Anonymous wrote:
Anonymous wrote:No. Many reasons. First, it's illegal.
Beyond that, this is not the 80's where everyone looks the other way (yes, my and friends' parents bought booze for our graduation parties at their homes). Off the top of my head, you could be liable criminally if your kid let's other drink your purchased booze at school. What if someone drinks, drives, and kills someone, and you provided the alcohol? Further, you could cause the dorm contract to be invalidated, based on the rules in the housing contract you agreed to if it's found in the dorm.
In the 80s (until 1985 in my state and many others) it was legal to drink at age 18. One high school tradition in the 70s and 80s was the 18 year old seniors cutting school early on friends' birthdays to go for a celebratory first drink, such as sharing a 6 pack from the liquor store in the school patking lot.
Have you ever watched "It's a Wonderful Life"? In the beginning when the high school son is getting ready to go to the high school dsnce, the mom warns him not to drink too much. 1930s.

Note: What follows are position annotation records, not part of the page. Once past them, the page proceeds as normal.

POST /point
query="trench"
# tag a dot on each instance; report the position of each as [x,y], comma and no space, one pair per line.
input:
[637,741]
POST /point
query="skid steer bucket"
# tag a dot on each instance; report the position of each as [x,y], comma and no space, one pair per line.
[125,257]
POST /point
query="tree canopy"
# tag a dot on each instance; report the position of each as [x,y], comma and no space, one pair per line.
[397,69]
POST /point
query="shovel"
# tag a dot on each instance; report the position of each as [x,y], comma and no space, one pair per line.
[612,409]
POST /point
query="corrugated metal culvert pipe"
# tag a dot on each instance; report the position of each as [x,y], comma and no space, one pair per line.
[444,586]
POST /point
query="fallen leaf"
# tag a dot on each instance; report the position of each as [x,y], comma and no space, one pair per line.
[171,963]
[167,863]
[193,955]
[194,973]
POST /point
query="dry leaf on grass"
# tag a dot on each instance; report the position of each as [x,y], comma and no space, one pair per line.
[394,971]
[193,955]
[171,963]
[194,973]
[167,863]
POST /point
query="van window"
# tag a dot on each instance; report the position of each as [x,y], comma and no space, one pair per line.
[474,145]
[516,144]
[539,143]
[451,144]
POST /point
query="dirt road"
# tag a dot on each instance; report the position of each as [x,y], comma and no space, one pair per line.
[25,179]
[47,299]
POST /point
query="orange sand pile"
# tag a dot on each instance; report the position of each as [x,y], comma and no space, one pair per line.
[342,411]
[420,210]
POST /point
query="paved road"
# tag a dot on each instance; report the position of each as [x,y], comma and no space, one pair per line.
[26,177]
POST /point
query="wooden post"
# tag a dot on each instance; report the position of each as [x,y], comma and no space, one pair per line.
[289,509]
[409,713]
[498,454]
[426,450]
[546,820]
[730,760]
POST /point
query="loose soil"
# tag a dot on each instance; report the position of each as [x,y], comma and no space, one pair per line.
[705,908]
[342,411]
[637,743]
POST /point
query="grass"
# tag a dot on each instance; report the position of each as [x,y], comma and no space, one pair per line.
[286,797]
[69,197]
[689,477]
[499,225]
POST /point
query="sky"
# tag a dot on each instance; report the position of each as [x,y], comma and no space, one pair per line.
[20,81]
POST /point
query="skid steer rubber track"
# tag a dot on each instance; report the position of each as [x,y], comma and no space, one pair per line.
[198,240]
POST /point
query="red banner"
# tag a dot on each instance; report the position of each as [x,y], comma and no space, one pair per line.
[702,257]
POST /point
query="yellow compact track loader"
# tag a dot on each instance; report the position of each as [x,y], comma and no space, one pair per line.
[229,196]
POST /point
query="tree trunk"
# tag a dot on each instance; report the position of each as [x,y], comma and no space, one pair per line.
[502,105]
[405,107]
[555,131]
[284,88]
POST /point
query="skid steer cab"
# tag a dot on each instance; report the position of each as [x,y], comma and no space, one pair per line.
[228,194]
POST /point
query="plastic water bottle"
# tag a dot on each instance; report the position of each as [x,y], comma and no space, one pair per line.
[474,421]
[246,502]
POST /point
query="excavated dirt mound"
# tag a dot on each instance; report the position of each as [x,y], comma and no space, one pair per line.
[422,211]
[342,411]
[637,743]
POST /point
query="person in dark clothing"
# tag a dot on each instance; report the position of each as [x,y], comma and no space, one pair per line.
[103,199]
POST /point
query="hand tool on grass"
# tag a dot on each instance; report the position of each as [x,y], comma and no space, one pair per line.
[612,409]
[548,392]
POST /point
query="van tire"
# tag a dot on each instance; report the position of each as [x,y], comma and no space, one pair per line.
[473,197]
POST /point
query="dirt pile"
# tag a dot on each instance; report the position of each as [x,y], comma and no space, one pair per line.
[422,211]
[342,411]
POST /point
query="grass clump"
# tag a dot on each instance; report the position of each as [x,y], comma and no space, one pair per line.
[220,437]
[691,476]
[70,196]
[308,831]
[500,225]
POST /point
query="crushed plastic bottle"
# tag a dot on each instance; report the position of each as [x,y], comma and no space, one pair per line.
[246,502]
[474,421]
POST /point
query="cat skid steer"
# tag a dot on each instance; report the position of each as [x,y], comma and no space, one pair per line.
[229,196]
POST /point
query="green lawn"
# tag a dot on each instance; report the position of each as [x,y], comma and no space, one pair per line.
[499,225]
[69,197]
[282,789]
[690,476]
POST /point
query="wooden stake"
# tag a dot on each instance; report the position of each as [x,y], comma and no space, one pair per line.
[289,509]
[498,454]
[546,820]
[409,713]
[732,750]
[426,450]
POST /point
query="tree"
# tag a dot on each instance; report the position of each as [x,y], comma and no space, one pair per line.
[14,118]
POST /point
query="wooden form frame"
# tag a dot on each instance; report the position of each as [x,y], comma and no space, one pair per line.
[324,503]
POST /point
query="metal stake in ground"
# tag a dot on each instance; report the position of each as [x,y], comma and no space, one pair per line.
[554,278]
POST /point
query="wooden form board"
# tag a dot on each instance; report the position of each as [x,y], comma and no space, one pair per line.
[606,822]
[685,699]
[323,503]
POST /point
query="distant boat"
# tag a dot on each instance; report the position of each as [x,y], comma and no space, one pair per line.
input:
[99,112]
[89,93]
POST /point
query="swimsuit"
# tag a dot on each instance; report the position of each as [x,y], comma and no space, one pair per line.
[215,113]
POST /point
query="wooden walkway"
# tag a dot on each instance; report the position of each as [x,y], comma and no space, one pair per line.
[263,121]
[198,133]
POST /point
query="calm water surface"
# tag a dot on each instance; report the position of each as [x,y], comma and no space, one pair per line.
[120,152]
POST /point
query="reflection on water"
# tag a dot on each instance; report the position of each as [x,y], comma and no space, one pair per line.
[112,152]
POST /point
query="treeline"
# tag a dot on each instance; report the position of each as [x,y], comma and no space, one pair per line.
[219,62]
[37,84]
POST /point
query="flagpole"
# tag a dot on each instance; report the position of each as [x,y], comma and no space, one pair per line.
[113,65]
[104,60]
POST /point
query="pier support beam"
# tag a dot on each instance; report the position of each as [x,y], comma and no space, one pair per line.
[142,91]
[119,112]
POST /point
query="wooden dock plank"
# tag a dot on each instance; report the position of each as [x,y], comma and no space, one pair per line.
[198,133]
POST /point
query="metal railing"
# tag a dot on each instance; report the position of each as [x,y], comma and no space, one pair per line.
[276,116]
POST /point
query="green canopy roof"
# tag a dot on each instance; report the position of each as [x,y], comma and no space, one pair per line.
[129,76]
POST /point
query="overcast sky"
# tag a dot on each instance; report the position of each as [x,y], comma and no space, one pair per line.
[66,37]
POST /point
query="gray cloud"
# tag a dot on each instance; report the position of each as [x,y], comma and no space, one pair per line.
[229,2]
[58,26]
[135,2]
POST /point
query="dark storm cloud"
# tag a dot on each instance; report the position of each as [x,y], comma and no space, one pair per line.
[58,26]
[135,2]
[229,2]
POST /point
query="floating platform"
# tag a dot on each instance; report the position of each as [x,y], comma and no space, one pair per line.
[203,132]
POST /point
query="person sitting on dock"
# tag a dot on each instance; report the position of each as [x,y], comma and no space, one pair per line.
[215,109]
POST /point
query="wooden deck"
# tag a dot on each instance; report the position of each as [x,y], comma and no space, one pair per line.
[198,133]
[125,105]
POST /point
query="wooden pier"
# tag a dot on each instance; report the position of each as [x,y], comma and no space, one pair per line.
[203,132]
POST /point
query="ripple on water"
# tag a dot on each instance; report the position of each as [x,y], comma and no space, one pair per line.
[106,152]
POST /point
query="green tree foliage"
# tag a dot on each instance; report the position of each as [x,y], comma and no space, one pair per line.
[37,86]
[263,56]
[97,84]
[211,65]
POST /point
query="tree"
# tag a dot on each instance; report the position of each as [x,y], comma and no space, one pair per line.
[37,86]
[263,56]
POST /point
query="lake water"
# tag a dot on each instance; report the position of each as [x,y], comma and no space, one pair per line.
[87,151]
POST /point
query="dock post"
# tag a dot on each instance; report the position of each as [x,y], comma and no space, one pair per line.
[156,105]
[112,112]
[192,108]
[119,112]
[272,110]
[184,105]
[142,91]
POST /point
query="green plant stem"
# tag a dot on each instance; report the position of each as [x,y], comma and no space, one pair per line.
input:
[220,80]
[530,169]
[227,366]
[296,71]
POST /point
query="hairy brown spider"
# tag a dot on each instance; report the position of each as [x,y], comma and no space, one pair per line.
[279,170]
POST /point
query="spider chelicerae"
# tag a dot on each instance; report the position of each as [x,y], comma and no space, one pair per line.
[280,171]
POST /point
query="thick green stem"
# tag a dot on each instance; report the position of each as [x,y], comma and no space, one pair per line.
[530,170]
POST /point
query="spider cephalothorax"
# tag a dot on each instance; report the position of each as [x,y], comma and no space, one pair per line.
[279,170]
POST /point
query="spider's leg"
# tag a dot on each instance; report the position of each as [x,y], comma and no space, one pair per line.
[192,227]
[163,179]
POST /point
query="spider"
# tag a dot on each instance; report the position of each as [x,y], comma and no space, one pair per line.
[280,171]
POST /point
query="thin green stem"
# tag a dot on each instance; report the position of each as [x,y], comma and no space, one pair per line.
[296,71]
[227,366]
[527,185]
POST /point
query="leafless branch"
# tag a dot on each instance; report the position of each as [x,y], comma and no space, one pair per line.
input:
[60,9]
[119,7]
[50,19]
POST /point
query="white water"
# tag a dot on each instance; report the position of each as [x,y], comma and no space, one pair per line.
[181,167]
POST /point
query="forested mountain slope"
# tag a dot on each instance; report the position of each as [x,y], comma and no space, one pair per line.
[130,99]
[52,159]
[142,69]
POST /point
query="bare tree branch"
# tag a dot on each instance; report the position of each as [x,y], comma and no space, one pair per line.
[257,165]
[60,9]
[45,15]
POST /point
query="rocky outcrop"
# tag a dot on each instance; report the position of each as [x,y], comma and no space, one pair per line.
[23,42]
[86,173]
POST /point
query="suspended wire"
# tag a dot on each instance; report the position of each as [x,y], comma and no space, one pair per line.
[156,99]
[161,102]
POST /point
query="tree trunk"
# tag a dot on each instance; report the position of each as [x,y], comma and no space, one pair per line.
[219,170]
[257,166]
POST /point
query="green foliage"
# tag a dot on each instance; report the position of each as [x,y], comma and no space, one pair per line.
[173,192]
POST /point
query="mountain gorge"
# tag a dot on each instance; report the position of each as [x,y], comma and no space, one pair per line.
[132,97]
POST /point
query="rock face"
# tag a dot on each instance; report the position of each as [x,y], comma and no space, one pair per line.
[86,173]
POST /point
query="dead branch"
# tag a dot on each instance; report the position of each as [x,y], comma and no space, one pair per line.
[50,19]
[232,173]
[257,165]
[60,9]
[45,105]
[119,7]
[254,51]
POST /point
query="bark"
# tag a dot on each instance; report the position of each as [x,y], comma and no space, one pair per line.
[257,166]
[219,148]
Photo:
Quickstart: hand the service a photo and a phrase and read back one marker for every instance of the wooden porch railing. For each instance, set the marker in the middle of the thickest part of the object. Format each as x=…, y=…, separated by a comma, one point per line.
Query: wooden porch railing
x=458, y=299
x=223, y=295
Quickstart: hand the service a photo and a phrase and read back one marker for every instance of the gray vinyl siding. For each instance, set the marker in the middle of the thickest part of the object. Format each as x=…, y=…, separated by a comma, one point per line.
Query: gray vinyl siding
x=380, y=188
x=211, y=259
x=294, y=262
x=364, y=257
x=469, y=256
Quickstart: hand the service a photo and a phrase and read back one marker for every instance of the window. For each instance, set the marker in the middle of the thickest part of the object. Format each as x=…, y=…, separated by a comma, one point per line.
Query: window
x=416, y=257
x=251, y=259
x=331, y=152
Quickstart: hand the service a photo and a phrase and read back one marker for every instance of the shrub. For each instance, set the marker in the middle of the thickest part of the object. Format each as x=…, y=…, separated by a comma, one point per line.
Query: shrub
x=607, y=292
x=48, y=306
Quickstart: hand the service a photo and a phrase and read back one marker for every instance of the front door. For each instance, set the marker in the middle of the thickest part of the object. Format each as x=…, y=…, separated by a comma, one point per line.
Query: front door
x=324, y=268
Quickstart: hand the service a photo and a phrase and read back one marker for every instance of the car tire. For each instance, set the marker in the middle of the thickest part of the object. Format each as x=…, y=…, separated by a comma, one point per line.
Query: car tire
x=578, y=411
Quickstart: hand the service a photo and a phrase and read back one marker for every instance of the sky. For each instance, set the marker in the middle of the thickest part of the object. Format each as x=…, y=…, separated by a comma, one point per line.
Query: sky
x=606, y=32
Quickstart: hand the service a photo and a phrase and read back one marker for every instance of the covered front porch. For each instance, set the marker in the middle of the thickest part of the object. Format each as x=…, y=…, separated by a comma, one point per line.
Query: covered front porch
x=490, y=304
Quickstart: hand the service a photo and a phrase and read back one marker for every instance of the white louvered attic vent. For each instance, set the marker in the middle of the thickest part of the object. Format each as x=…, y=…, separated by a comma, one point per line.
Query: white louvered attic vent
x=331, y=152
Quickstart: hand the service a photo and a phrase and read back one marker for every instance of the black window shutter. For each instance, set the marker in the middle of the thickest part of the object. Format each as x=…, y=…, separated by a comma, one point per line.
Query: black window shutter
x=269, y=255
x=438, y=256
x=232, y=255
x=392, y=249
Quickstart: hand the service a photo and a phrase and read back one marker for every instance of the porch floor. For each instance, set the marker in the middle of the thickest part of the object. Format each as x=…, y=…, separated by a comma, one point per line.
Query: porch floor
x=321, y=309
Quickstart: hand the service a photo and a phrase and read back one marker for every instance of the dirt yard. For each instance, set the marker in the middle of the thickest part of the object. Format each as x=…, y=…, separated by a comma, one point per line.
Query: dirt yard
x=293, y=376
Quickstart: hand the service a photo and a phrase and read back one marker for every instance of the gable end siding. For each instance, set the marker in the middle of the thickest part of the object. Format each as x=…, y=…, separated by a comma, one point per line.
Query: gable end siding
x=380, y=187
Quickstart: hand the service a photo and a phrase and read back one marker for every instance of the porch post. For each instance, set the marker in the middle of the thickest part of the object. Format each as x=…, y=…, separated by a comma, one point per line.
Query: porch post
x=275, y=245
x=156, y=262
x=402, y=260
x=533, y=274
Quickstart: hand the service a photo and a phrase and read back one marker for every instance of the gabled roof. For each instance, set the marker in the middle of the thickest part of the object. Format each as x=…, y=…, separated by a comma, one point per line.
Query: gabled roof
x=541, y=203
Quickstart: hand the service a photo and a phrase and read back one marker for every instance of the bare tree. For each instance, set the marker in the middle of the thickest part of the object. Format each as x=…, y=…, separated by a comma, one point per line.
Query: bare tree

Since it was legal in most states to drink at 18 for most of the 1980s and before, parents and people in general has a much more accepting attitude towards teens drinking, even after the drinking age moved to 21 in the mid 1980s. Parents would do things like buy the celebratory champagne for prom. Our high school tradition and many high school traditions was to give out a commemorative souvenir champagne glass with the prom logo on it to the seniors. I was on the prom committee back in the late 80s, and the high school spirit gear catalogues had pages and pages of themed champagne glasses, next to the pompoms, spirit banners, homecoming tiaras and balloons. These still were sold until at least the early 90s when my younger siblings graduated, nearly a decade after the drinking age was 21.
It was a very different time, and kids were not so bingy and sneaky about alcohol.
While I wouldn't condone my kid slamming down a brewsky on their senior picnic, it was a much more European approach to alcohol than the current model.
I would definitely not buy the booze for a minor now, even as a college dorm warming gift.
Drinking laws are so much stricter now than when we were teens.